Dear Readers,
NULL in data is like a weed, it can mess up your analysis and calculations, and ultimately bleed the value out of your analytics work. In this article, we’ll dive into what NULL is, why it exists, when it appears, and how to deal with it in Snowflake ?
So, without further ado, let’s meet this culprit.
What NULL?
In SQL, NULL is basically the database equivalent of a shrug.It is a special marker that represents a missing or unknown value. It's not the same as an empty string ('') or the number zero (0). It simply means “I don’t know” or “there’s no value here at all.”
Why NULL Exists?
NULL is essential because sometimes your data just doesn’t exist yet, or never will. NULL allows the database to acknowledge the gap without faking a value.
Eg:
- A customer doesn’t have a middle name.
- A product doesn’t have a discount yet.
- A delivery date is unknown at the time of record insertion.
When NULL Appears?
NULL occurs anytime there is a lack of value from the user.
Common reasons include:
- Optional fields with no provided value.
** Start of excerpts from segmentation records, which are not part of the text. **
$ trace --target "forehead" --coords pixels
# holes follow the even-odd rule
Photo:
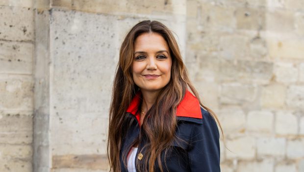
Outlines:
[[[134,51],[152,51],[160,49],[169,51],[167,42],[162,36],[156,32],[143,33],[136,38],[134,43]]]

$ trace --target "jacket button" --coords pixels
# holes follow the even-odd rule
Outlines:
[[[143,156],[144,155],[143,155],[143,154],[141,153],[139,153],[138,154],[138,156],[137,156],[137,158],[138,158],[139,160],[141,160],[141,159],[143,159]]]

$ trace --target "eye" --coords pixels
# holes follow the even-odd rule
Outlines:
[[[164,55],[159,55],[157,57],[157,58],[159,59],[166,59],[167,57]]]
[[[137,57],[135,57],[135,59],[136,60],[142,60],[146,58],[146,57],[142,55],[140,55],[140,56],[138,56]]]

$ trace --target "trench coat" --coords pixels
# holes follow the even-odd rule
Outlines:
[[[129,151],[132,143],[138,137],[140,133],[140,115],[137,110],[141,96],[141,93],[138,92],[127,111],[127,115],[135,117],[136,120],[130,124],[122,144],[120,162],[123,172],[128,171],[123,162],[123,159],[126,161],[127,157],[123,157],[122,152]],[[177,109],[176,136],[186,142],[175,141],[172,143],[173,148],[169,154],[165,156],[164,153],[162,152],[161,158],[164,171],[220,172],[220,135],[213,117],[200,106],[198,100],[188,90]],[[149,156],[149,153],[145,152],[143,149],[145,144],[143,141],[138,145],[135,163],[140,161],[140,156]],[[160,171],[158,167],[156,161],[154,167],[156,172]]]

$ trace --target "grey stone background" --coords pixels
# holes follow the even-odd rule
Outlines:
[[[222,172],[304,172],[303,0],[0,0],[0,172],[107,171],[120,44],[147,19],[220,118]]]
- Data not yet available (future delivery dates, pending approvals)
- Inapplicable values (someone’s “date of divorce” who never married)
How to Deal with NULL in Snowflake?
Snowflake provides multiple functions and methods to deal with NULL dataset aka unknown data similar to other databases. I have listed some of them below:
- Use IS NULL / IS NOT NULL to identify the NULL data.
- Use COALESCE(col, default) or IFNULL(col, default) to replace them in select , joins, aggregates etc
- Use explicit filter on WHERE clauses to include NULL rows as it can can drop NULL rows unexpectedly.
- Use NVL, CASE WHEN, or similar functions to handle them in calculations or strings.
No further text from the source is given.